Democratic lawmakers want FDA to change its blood donation policy that bans gay men

Democratic lawmakers want FDA to change its blood donation policy that bans gay men

Two Democratic lawmakers, Colorado Rep. Jared Polis and Florida Rep. Alan Grayson, are urging the Food and Drug Administration to change its blood donation policy that prohibits gay men, who have had sexual contact with another man in past 12 months, from donating blood.

Along with the two Democratic lawmakers were the Progressive Change Campaign Committee and others. On Tuesday, they recommended FDA to make changes to the policy. Polis is an openly gay who want to change the policy, while Grayson, who represents Orlando, said that blood donation screening should be based on science and a donor's safe and monogamous sexual behavior and not on their orientation.

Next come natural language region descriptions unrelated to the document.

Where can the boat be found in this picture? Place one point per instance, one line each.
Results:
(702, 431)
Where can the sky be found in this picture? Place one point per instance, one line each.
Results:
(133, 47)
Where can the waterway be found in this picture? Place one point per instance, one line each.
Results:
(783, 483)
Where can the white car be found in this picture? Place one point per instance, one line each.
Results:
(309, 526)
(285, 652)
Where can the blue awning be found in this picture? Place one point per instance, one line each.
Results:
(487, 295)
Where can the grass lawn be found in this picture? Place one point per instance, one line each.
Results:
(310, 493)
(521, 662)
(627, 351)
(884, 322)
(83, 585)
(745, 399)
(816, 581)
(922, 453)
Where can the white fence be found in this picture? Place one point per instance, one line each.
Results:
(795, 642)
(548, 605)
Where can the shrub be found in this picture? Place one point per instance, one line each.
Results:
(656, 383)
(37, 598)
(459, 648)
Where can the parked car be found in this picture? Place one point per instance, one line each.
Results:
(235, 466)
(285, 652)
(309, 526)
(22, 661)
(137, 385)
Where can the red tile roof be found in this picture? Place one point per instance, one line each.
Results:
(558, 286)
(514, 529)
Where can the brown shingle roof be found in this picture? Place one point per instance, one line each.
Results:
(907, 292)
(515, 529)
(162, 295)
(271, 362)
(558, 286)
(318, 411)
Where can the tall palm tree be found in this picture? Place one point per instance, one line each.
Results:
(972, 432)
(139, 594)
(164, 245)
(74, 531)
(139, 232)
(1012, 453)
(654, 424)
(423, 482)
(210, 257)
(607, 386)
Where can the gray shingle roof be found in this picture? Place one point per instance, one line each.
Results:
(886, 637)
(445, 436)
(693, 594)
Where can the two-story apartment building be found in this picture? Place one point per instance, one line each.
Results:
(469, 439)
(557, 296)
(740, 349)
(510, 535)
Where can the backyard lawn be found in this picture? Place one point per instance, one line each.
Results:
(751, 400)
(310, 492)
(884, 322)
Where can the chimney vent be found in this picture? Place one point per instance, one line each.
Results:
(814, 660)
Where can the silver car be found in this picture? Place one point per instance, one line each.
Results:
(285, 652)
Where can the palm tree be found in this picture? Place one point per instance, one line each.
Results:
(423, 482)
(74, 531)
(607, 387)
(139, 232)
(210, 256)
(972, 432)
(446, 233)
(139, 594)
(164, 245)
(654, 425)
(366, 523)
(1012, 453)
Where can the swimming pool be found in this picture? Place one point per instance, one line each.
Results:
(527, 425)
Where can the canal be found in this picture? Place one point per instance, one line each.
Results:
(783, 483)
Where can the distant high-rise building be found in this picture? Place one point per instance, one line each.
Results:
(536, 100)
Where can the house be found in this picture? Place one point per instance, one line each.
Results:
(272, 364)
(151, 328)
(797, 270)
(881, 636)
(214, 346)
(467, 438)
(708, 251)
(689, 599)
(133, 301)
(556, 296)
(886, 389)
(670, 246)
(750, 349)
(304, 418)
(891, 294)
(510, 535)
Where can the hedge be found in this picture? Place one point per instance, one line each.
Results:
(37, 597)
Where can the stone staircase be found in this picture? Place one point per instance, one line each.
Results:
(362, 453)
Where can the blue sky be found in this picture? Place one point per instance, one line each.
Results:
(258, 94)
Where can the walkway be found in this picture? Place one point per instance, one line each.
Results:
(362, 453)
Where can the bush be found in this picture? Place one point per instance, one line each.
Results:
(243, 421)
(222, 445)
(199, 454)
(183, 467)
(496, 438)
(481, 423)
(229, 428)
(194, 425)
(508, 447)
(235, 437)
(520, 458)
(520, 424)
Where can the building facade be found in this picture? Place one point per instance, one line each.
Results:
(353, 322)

Polis said after Orlando shooting, there was shortage of blood for those who were injured in the shooting, which killed 49 people and injured dozens more. At that time, Orlando's OneBlood donation center needed donors to help the hospitals treating those injured. However, loved ones and even spouses of those injured could not give blood. He said it's time for the FDA to immediately address the issue.

“The AMA has been a strong advocate for eliminating public policies that do not align with scientific evidence and best ethical practices in public policy," the group stated.

The policy came to form in response to the HIV/AIDS epidemic, in 1983. The FDA enacted a policy that banned donations from men who have sex with men (called MSMs); women who have sex with MSMs and transgender people. The agency wanted to ensure safe national blood supply by banning those who were considered to be at high risk.